The film starts off with Morrison (Val Kilmer) recording An American Prayer and reciting lines that rather nicely apply to the beginning of this biopic. Then, Stone takes us back to New Mexico, 1949 when the singer was just a boy. As Robert Richardson’s camera floats over desolate, sun-drenched desert, the first atmospheric strains of “Riders on the Storm” plays over the soundtrack. Right from the get-go, Stone establishes the mythical approach he plans to adopt for the film by recreating a popular story told by Morrison that as a young boy his family passed by a car accident involving an elderly Native American Indian. As the story goes, at the moment when he died, his spirit left his body and went into the young Morrison. The story was meant to explain Morrison’s fascination with shamanism and mysticism.

We quickly jump to Venice Beach, 1965 where Morrison is attending film school at UCLA along with Ray Manzarek (Kyle MacLachlan).
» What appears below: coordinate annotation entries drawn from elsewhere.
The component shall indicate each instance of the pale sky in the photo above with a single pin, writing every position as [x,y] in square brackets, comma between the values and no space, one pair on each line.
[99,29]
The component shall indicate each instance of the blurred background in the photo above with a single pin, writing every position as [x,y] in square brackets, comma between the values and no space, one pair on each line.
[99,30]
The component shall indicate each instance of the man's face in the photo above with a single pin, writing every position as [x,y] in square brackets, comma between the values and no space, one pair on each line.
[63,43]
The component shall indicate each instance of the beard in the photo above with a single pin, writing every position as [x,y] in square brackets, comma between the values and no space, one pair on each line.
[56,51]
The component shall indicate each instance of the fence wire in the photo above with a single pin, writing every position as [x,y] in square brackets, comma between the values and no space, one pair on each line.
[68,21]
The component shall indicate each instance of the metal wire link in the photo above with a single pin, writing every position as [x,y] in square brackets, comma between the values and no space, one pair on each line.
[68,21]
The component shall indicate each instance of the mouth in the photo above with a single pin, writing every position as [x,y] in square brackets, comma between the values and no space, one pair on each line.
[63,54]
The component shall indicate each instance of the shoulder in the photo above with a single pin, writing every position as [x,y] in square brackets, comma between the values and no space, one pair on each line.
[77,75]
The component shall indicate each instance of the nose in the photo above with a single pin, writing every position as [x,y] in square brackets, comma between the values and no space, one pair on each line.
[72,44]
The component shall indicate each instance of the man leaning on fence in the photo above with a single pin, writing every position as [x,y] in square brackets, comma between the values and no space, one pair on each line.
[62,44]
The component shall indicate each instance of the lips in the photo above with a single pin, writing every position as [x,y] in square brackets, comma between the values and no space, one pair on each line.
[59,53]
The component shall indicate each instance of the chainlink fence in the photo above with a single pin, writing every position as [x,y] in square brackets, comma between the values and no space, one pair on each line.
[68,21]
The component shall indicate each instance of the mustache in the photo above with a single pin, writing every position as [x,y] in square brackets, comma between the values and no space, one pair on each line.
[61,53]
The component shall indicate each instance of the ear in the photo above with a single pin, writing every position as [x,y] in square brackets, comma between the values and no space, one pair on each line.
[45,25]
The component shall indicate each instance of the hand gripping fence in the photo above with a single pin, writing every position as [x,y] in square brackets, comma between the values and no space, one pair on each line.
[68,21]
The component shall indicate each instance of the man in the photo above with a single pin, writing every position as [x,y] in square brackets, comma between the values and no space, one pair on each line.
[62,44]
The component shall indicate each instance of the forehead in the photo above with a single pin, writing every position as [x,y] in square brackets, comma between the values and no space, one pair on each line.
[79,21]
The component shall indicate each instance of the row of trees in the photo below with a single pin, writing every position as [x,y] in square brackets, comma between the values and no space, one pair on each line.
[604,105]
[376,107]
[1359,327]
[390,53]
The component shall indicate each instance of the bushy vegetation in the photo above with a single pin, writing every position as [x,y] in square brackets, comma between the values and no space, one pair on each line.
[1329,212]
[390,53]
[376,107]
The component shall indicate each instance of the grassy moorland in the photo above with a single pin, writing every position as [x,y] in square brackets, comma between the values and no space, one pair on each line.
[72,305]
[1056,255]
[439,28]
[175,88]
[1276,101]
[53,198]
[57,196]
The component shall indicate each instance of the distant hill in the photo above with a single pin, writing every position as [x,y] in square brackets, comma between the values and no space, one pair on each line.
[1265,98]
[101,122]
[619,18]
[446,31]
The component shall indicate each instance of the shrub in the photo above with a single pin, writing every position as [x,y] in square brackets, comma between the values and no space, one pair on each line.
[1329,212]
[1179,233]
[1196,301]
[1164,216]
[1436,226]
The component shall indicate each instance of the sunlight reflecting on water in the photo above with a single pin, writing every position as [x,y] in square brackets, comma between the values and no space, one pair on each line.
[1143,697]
He also meets Pamela Courson (Meg Ryan), who would go on to become the great love of his life, and they quickly become romantically involved. The appearance of these two people exposes early on one of the film’s flaws – the miscasting of Kyle MacLachlan as Manzarek and Meg Ryan as Pamela. Whereas from his first appearance on-screen, you instantly accept Val Kilmer as Morrison, MacLachlan comes across as too stiff and the dialogue doesn’t sound natural coming out of his mouth. Not to mention, his wig is a distraction. With Ryan, it is her identification with romantic comedies like When Harry Met Sally... (1989) and Joe Versus the Volcano (1990) that makes it so hard to believe her as a free-spirited flower child that eventually transforms into a promiscuous drug user. In scenes where Pamela is supposed to come across as naive, Ryan conveys a clueless vacancy. It’s too bad because she would go on to demonstrate an ability to tap into a darker side with Prelude to a Kiss (1992) and more significantly with the little-seen Flesh and Bone (1993). However, with The Doors, she is clearly out of her comfort zone and it is glaringly obvious.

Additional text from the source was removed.